Find $\delta$ for $Q(x)$ in terms of $\epsilon$

Question

This is a homework question.

I got all the way to $$|6x+47||x-8|<\epsilon$$ So I can isolate for $|x-8|$.

What do I do then?

Answer 1

From $|6x+ 47||x- 8|< \epsilon$ you can immediately get $|x- 8|< \frac{\epsilon}{|6x+ 47|}$.

Now, you want to be able to find $\delta$ such that $|x- 8|< \delta$ leads to that. That means you want $\delta$ less that $\frac{\epsilon}{|6x+ 47|}$ so we want a lower bound. That fraction will be smallest when it denominator is largest.
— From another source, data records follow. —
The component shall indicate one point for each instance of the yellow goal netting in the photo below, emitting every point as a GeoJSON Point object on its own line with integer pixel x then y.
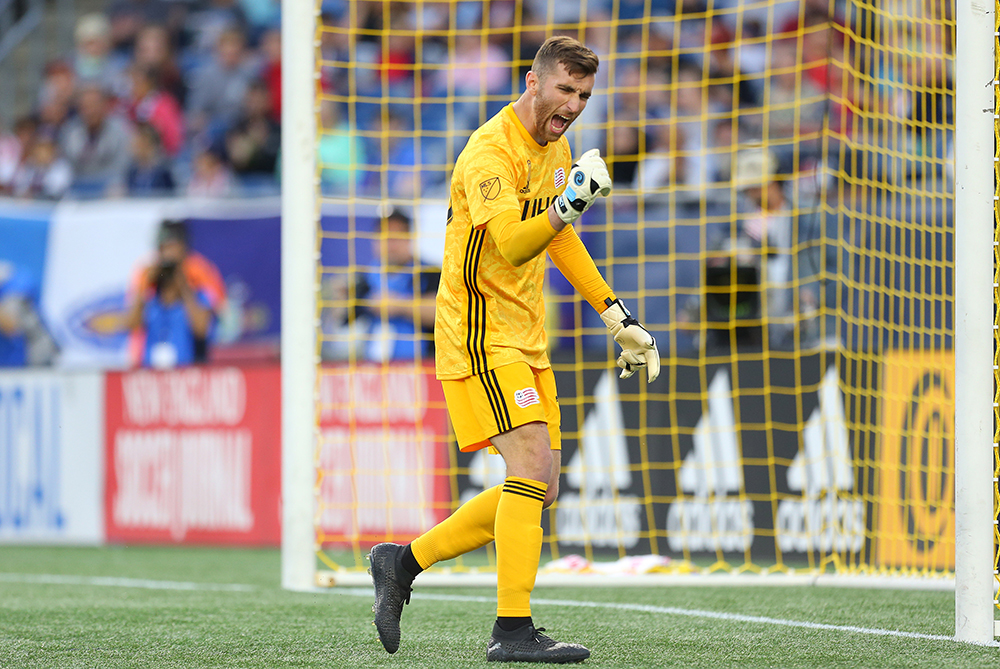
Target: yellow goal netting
{"type": "Point", "coordinates": [781, 221]}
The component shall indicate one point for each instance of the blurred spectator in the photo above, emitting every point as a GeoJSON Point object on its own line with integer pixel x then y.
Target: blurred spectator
{"type": "Point", "coordinates": [173, 315]}
{"type": "Point", "coordinates": [270, 68]}
{"type": "Point", "coordinates": [700, 31]}
{"type": "Point", "coordinates": [43, 173]}
{"type": "Point", "coordinates": [94, 60]}
{"type": "Point", "coordinates": [210, 20]}
{"type": "Point", "coordinates": [477, 66]}
{"type": "Point", "coordinates": [174, 329]}
{"type": "Point", "coordinates": [681, 142]}
{"type": "Point", "coordinates": [128, 17]}
{"type": "Point", "coordinates": [148, 174]}
{"type": "Point", "coordinates": [253, 143]}
{"type": "Point", "coordinates": [749, 270]}
{"type": "Point", "coordinates": [341, 151]}
{"type": "Point", "coordinates": [407, 169]}
{"type": "Point", "coordinates": [58, 85]}
{"type": "Point", "coordinates": [397, 297]}
{"type": "Point", "coordinates": [97, 143]}
{"type": "Point", "coordinates": [261, 14]}
{"type": "Point", "coordinates": [14, 147]}
{"type": "Point", "coordinates": [623, 154]}
{"type": "Point", "coordinates": [149, 103]}
{"type": "Point", "coordinates": [153, 50]}
{"type": "Point", "coordinates": [24, 339]}
{"type": "Point", "coordinates": [54, 114]}
{"type": "Point", "coordinates": [211, 176]}
{"type": "Point", "coordinates": [220, 86]}
{"type": "Point", "coordinates": [795, 104]}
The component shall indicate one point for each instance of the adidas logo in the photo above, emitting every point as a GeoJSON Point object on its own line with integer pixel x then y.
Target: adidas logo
{"type": "Point", "coordinates": [827, 515]}
{"type": "Point", "coordinates": [714, 517]}
{"type": "Point", "coordinates": [596, 512]}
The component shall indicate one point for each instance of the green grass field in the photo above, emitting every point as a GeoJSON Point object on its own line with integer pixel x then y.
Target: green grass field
{"type": "Point", "coordinates": [201, 607]}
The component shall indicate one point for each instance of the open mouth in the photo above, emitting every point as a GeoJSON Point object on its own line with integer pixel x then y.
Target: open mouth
{"type": "Point", "coordinates": [558, 123]}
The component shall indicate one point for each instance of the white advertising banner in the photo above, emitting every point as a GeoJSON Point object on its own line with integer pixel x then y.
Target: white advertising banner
{"type": "Point", "coordinates": [93, 249]}
{"type": "Point", "coordinates": [51, 457]}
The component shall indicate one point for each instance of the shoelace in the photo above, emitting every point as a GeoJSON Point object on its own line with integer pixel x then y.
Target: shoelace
{"type": "Point", "coordinates": [402, 589]}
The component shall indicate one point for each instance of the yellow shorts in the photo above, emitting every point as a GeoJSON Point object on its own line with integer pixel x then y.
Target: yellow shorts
{"type": "Point", "coordinates": [499, 400]}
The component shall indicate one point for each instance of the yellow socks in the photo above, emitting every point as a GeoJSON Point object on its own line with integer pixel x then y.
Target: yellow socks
{"type": "Point", "coordinates": [519, 544]}
{"type": "Point", "coordinates": [511, 515]}
{"type": "Point", "coordinates": [469, 528]}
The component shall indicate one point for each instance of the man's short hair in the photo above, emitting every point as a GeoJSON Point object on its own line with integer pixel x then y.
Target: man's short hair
{"type": "Point", "coordinates": [398, 215]}
{"type": "Point", "coordinates": [172, 230]}
{"type": "Point", "coordinates": [579, 60]}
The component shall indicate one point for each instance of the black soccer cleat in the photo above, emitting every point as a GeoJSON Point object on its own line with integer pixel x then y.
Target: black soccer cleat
{"type": "Point", "coordinates": [392, 590]}
{"type": "Point", "coordinates": [527, 644]}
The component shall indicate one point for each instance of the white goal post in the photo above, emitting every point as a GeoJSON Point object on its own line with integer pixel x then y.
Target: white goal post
{"type": "Point", "coordinates": [975, 85]}
{"type": "Point", "coordinates": [299, 219]}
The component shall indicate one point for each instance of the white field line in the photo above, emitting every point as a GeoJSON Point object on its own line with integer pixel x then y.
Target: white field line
{"type": "Point", "coordinates": [668, 610]}
{"type": "Point", "coordinates": [107, 581]}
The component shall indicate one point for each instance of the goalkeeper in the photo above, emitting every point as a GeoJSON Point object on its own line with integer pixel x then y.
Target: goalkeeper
{"type": "Point", "coordinates": [515, 194]}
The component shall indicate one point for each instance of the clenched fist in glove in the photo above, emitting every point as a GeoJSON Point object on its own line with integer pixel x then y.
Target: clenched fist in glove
{"type": "Point", "coordinates": [588, 178]}
{"type": "Point", "coordinates": [638, 346]}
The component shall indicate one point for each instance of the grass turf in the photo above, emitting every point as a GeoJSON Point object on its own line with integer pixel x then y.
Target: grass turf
{"type": "Point", "coordinates": [78, 623]}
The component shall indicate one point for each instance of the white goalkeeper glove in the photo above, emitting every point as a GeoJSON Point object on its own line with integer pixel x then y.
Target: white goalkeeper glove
{"type": "Point", "coordinates": [588, 178]}
{"type": "Point", "coordinates": [638, 346]}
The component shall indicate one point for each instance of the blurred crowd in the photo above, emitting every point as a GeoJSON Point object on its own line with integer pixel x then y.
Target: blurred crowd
{"type": "Point", "coordinates": [184, 96]}
{"type": "Point", "coordinates": [154, 97]}
{"type": "Point", "coordinates": [682, 84]}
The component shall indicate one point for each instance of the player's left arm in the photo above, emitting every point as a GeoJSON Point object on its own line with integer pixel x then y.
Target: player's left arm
{"type": "Point", "coordinates": [571, 257]}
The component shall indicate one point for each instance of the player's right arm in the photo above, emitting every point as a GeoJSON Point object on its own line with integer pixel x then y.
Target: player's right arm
{"type": "Point", "coordinates": [519, 241]}
{"type": "Point", "coordinates": [491, 192]}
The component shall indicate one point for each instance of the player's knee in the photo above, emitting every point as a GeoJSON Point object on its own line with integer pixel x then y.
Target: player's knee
{"type": "Point", "coordinates": [551, 494]}
{"type": "Point", "coordinates": [539, 464]}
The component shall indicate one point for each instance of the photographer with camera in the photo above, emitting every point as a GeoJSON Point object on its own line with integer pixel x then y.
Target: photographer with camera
{"type": "Point", "coordinates": [175, 303]}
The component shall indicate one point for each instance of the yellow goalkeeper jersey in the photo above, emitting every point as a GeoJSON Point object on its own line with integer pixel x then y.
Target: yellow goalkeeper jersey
{"type": "Point", "coordinates": [490, 313]}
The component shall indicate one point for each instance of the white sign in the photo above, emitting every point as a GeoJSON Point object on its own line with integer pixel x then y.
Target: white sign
{"type": "Point", "coordinates": [714, 517]}
{"type": "Point", "coordinates": [597, 512]}
{"type": "Point", "coordinates": [827, 515]}
{"type": "Point", "coordinates": [93, 249]}
{"type": "Point", "coordinates": [51, 457]}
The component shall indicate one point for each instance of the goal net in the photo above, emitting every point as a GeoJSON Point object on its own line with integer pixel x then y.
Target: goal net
{"type": "Point", "coordinates": [781, 221]}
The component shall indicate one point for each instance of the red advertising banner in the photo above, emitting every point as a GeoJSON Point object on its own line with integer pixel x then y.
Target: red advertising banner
{"type": "Point", "coordinates": [193, 456]}
{"type": "Point", "coordinates": [384, 457]}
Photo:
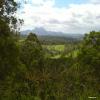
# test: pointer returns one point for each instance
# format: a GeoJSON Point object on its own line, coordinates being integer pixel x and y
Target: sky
{"type": "Point", "coordinates": [68, 16]}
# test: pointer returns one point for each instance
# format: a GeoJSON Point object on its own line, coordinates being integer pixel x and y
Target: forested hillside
{"type": "Point", "coordinates": [33, 70]}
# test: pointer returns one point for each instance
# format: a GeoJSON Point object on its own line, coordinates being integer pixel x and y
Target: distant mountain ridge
{"type": "Point", "coordinates": [42, 32]}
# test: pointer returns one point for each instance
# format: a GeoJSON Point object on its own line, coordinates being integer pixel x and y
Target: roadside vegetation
{"type": "Point", "coordinates": [33, 70]}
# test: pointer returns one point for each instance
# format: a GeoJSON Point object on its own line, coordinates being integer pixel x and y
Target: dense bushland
{"type": "Point", "coordinates": [27, 74]}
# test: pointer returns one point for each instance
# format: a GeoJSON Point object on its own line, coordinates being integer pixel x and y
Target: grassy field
{"type": "Point", "coordinates": [56, 51]}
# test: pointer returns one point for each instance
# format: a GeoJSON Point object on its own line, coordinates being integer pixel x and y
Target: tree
{"type": "Point", "coordinates": [9, 51]}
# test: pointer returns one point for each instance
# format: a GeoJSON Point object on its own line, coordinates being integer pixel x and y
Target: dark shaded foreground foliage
{"type": "Point", "coordinates": [25, 73]}
{"type": "Point", "coordinates": [38, 78]}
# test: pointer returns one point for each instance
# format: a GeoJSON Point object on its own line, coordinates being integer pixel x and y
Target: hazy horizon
{"type": "Point", "coordinates": [67, 16]}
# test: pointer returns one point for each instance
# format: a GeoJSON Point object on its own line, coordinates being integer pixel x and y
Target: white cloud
{"type": "Point", "coordinates": [73, 19]}
{"type": "Point", "coordinates": [95, 1]}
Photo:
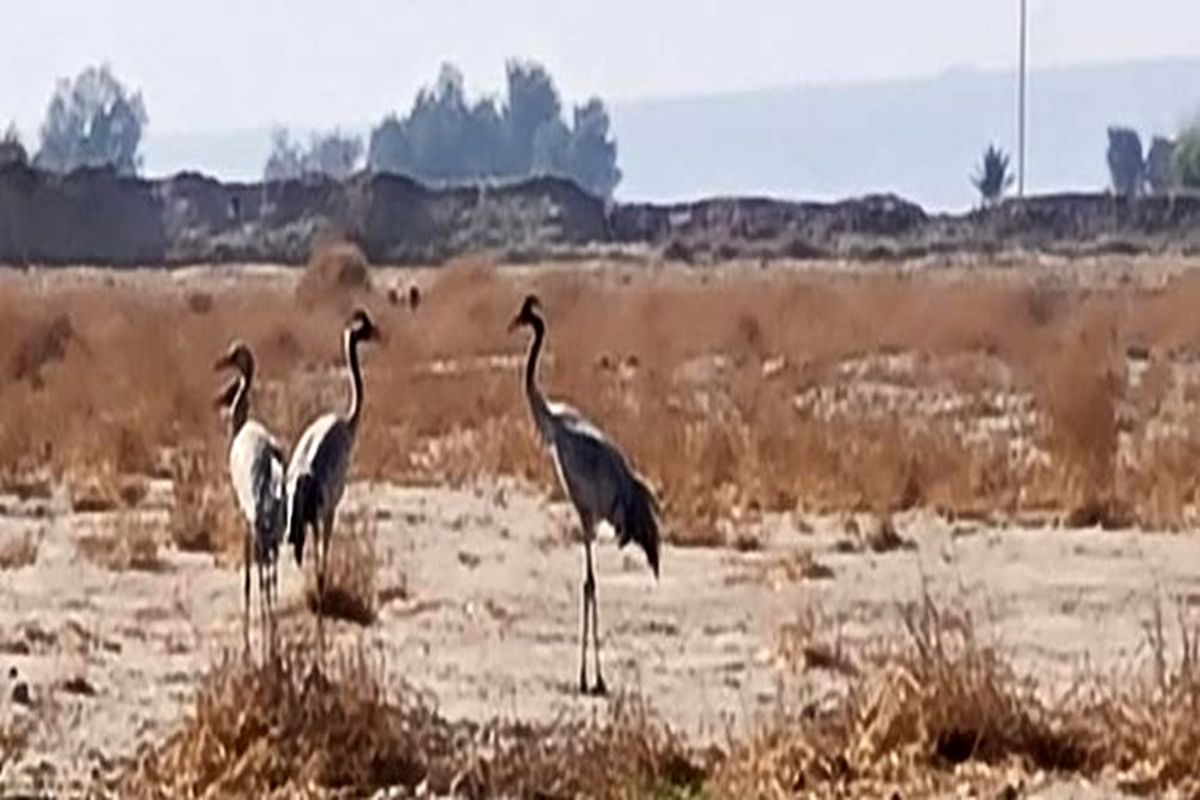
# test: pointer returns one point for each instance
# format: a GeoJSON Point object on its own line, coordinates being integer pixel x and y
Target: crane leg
{"type": "Point", "coordinates": [263, 600]}
{"type": "Point", "coordinates": [319, 565]}
{"type": "Point", "coordinates": [599, 689]}
{"type": "Point", "coordinates": [583, 633]}
{"type": "Point", "coordinates": [245, 605]}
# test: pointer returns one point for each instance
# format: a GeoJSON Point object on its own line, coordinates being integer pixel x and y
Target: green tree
{"type": "Point", "coordinates": [328, 154]}
{"type": "Point", "coordinates": [1187, 157]}
{"type": "Point", "coordinates": [93, 121]}
{"type": "Point", "coordinates": [444, 138]}
{"type": "Point", "coordinates": [1126, 164]}
{"type": "Point", "coordinates": [12, 151]}
{"type": "Point", "coordinates": [1161, 166]}
{"type": "Point", "coordinates": [993, 178]}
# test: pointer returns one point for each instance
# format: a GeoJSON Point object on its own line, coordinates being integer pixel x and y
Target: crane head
{"type": "Point", "coordinates": [528, 313]}
{"type": "Point", "coordinates": [238, 358]}
{"type": "Point", "coordinates": [225, 400]}
{"type": "Point", "coordinates": [361, 328]}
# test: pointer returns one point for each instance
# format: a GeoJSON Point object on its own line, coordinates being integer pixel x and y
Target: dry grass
{"type": "Point", "coordinates": [753, 392]}
{"type": "Point", "coordinates": [947, 714]}
{"type": "Point", "coordinates": [942, 711]}
{"type": "Point", "coordinates": [17, 552]}
{"type": "Point", "coordinates": [294, 727]}
{"type": "Point", "coordinates": [203, 515]}
{"type": "Point", "coordinates": [351, 590]}
{"type": "Point", "coordinates": [124, 542]}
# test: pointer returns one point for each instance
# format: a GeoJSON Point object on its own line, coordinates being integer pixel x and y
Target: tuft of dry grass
{"type": "Point", "coordinates": [203, 515]}
{"type": "Point", "coordinates": [336, 275]}
{"type": "Point", "coordinates": [351, 583]}
{"type": "Point", "coordinates": [17, 552]}
{"type": "Point", "coordinates": [124, 542]}
{"type": "Point", "coordinates": [293, 726]}
{"type": "Point", "coordinates": [735, 394]}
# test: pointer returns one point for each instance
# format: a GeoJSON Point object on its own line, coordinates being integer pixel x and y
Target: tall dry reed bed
{"type": "Point", "coordinates": [735, 392]}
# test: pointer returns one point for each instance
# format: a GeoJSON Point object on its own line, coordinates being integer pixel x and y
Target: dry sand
{"type": "Point", "coordinates": [491, 617]}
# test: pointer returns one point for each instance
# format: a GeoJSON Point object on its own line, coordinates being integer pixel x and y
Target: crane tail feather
{"type": "Point", "coordinates": [641, 523]}
{"type": "Point", "coordinates": [301, 511]}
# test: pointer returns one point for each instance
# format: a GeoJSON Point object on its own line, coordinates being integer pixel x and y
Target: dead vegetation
{"type": "Point", "coordinates": [292, 726]}
{"type": "Point", "coordinates": [939, 711]}
{"type": "Point", "coordinates": [336, 274]}
{"type": "Point", "coordinates": [757, 391]}
{"type": "Point", "coordinates": [203, 515]}
{"type": "Point", "coordinates": [945, 713]}
{"type": "Point", "coordinates": [124, 542]}
{"type": "Point", "coordinates": [351, 590]}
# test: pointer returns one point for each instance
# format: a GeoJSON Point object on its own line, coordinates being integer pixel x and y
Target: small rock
{"type": "Point", "coordinates": [78, 685]}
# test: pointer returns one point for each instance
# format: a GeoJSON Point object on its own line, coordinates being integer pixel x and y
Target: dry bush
{"type": "Point", "coordinates": [353, 570]}
{"type": "Point", "coordinates": [124, 542]}
{"type": "Point", "coordinates": [337, 274]}
{"type": "Point", "coordinates": [19, 551]}
{"type": "Point", "coordinates": [292, 726]}
{"type": "Point", "coordinates": [699, 378]}
{"type": "Point", "coordinates": [43, 343]}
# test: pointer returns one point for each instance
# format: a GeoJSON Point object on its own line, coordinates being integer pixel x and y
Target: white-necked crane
{"type": "Point", "coordinates": [256, 470]}
{"type": "Point", "coordinates": [598, 480]}
{"type": "Point", "coordinates": [322, 461]}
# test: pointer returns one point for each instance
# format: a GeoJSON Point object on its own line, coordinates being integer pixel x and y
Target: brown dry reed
{"type": "Point", "coordinates": [735, 394]}
{"type": "Point", "coordinates": [292, 727]}
{"type": "Point", "coordinates": [941, 711]}
{"type": "Point", "coordinates": [351, 581]}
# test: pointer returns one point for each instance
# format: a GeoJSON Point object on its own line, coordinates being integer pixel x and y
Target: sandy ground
{"type": "Point", "coordinates": [491, 618]}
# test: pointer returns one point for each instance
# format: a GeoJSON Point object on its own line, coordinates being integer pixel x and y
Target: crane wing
{"type": "Point", "coordinates": [601, 483]}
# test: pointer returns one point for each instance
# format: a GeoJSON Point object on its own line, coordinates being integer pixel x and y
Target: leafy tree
{"type": "Point", "coordinates": [993, 178]}
{"type": "Point", "coordinates": [1126, 164]}
{"type": "Point", "coordinates": [444, 138]}
{"type": "Point", "coordinates": [329, 154]}
{"type": "Point", "coordinates": [1187, 157]}
{"type": "Point", "coordinates": [1161, 166]}
{"type": "Point", "coordinates": [286, 161]}
{"type": "Point", "coordinates": [533, 103]}
{"type": "Point", "coordinates": [12, 151]}
{"type": "Point", "coordinates": [93, 121]}
{"type": "Point", "coordinates": [593, 155]}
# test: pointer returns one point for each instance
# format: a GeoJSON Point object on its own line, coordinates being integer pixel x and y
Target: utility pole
{"type": "Point", "coordinates": [1020, 102]}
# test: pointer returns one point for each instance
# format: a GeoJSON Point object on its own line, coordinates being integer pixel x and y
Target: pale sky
{"type": "Point", "coordinates": [215, 65]}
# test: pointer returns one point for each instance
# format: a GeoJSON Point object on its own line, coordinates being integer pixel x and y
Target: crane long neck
{"type": "Point", "coordinates": [240, 403]}
{"type": "Point", "coordinates": [537, 400]}
{"type": "Point", "coordinates": [352, 359]}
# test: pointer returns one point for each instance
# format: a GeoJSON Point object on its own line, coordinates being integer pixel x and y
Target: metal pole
{"type": "Point", "coordinates": [1020, 102]}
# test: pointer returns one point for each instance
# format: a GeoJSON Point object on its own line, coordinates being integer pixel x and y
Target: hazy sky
{"type": "Point", "coordinates": [210, 65]}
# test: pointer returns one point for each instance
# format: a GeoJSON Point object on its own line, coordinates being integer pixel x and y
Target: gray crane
{"type": "Point", "coordinates": [597, 477]}
{"type": "Point", "coordinates": [256, 470]}
{"type": "Point", "coordinates": [322, 459]}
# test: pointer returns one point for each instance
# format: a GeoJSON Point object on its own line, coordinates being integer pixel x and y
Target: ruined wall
{"type": "Point", "coordinates": [96, 217]}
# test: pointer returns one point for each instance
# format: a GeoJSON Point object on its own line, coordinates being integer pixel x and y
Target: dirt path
{"type": "Point", "coordinates": [490, 621]}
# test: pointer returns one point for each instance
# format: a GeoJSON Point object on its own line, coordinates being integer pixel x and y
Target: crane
{"type": "Point", "coordinates": [322, 459]}
{"type": "Point", "coordinates": [598, 480]}
{"type": "Point", "coordinates": [256, 471]}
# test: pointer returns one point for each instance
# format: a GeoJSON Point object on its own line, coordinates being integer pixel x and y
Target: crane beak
{"type": "Point", "coordinates": [227, 395]}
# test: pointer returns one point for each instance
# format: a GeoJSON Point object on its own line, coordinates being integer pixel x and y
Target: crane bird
{"type": "Point", "coordinates": [256, 470]}
{"type": "Point", "coordinates": [595, 476]}
{"type": "Point", "coordinates": [321, 462]}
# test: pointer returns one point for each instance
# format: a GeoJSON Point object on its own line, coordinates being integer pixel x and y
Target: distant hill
{"type": "Point", "coordinates": [919, 138]}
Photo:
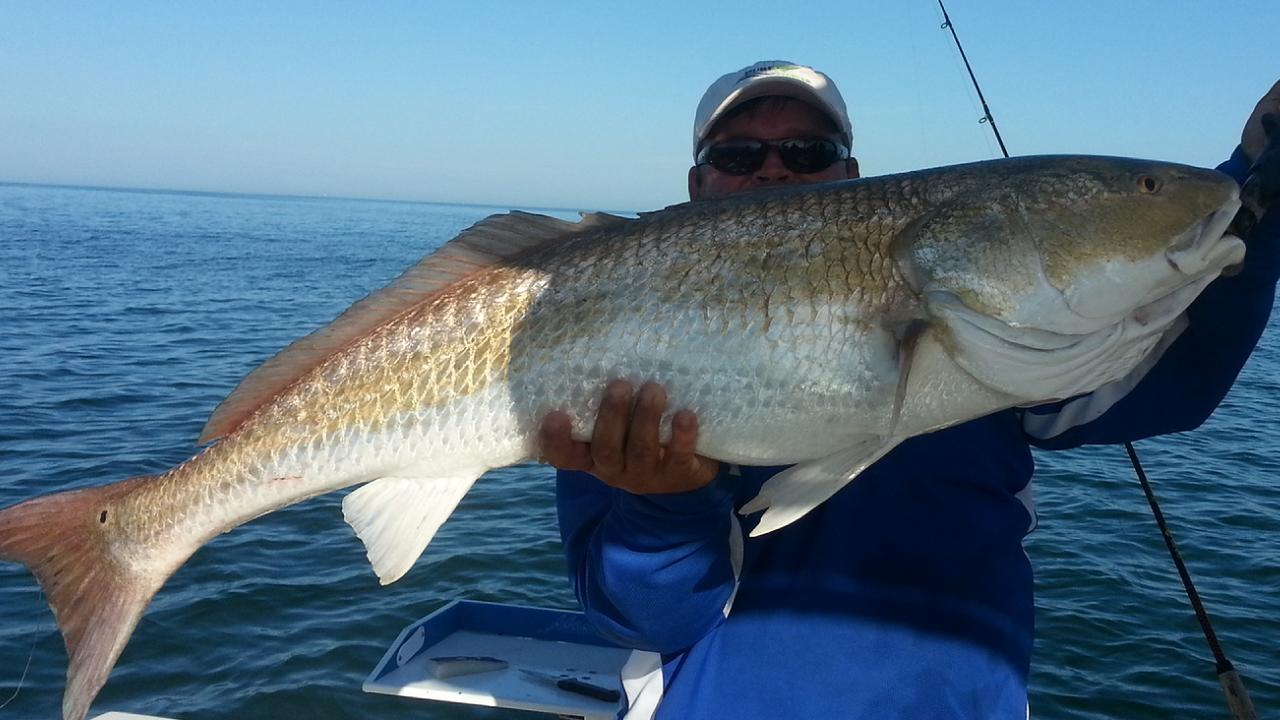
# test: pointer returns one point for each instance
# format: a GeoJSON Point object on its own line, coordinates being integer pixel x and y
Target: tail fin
{"type": "Point", "coordinates": [64, 541]}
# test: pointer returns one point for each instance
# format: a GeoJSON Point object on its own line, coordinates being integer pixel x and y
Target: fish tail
{"type": "Point", "coordinates": [95, 597]}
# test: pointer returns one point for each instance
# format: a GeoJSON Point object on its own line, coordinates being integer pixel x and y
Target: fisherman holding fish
{"type": "Point", "coordinates": [908, 592]}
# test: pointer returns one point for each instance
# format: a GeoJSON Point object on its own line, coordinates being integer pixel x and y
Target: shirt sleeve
{"type": "Point", "coordinates": [1192, 374]}
{"type": "Point", "coordinates": [652, 572]}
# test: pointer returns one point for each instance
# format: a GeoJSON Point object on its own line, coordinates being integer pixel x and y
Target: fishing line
{"type": "Point", "coordinates": [1237, 697]}
{"type": "Point", "coordinates": [35, 639]}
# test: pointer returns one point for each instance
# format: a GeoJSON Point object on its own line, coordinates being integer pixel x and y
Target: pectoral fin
{"type": "Point", "coordinates": [397, 518]}
{"type": "Point", "coordinates": [791, 493]}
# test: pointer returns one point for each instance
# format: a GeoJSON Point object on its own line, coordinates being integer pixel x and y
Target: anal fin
{"type": "Point", "coordinates": [794, 492]}
{"type": "Point", "coordinates": [397, 518]}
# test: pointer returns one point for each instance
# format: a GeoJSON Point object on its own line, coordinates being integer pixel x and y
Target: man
{"type": "Point", "coordinates": [908, 592]}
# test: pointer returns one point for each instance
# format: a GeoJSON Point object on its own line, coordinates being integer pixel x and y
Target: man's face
{"type": "Point", "coordinates": [769, 121]}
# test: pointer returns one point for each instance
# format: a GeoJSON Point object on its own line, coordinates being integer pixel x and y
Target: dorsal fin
{"type": "Point", "coordinates": [489, 242]}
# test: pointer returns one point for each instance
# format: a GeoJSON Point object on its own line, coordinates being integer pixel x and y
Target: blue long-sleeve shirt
{"type": "Point", "coordinates": [905, 595]}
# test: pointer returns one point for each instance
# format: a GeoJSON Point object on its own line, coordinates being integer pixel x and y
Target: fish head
{"type": "Point", "coordinates": [1072, 245]}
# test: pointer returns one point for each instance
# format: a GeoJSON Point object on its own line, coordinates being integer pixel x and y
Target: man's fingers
{"type": "Point", "coordinates": [558, 447]}
{"type": "Point", "coordinates": [643, 450]}
{"type": "Point", "coordinates": [684, 433]}
{"type": "Point", "coordinates": [612, 425]}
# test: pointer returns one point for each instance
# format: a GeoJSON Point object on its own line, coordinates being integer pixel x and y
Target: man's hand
{"type": "Point", "coordinates": [625, 451]}
{"type": "Point", "coordinates": [1253, 139]}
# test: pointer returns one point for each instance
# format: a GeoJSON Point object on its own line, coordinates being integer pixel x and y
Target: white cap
{"type": "Point", "coordinates": [771, 77]}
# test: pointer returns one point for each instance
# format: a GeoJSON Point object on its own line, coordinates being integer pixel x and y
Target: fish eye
{"type": "Point", "coordinates": [1148, 185]}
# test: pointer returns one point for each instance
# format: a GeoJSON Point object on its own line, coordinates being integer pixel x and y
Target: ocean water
{"type": "Point", "coordinates": [126, 317]}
So how do we put an upper bound on |6x+ 47|? If we first agree to look only at |x- 8|< 1 or -1< x- 8< 1, then -6< 6x< 6 and 41< 6x+ 47< 53. That is, as long as we know |x- 8|< 1 we can be sure that |5x+ 47|< 53. In that case, we know that $\frac{\epsilon}{|6x+ 47|}< \frac{\epsilon}{53}$.

(NOT 103. Are you sure you have copied that correctly?)

Answer 2

If you factor again $(x-8)$ out of $(6x+47)$ you get $$Q(x)-Q(8)=6(x-8)^2+95(x-8)$$

So $\left|Q(x)-Q(8)\right|\le 6|x-8|^2+95|x-8|<6\delta^2+95\delta=\delta(6\delta+95)$

Now if $\delta<\min\left(1,\dfrac{\varepsilon}{101}\right)$

Then $\left|Q(x)-Q(8)\right|<\dfrac{\varepsilon}{101}(6\times 1+95)=\varepsilon$

I don't know why the proposed answer is $\dfrac{\varepsilon}{103}$ but since it is trivially smaller than $\dfrac{\varepsilon}{101}$, then it would fit also.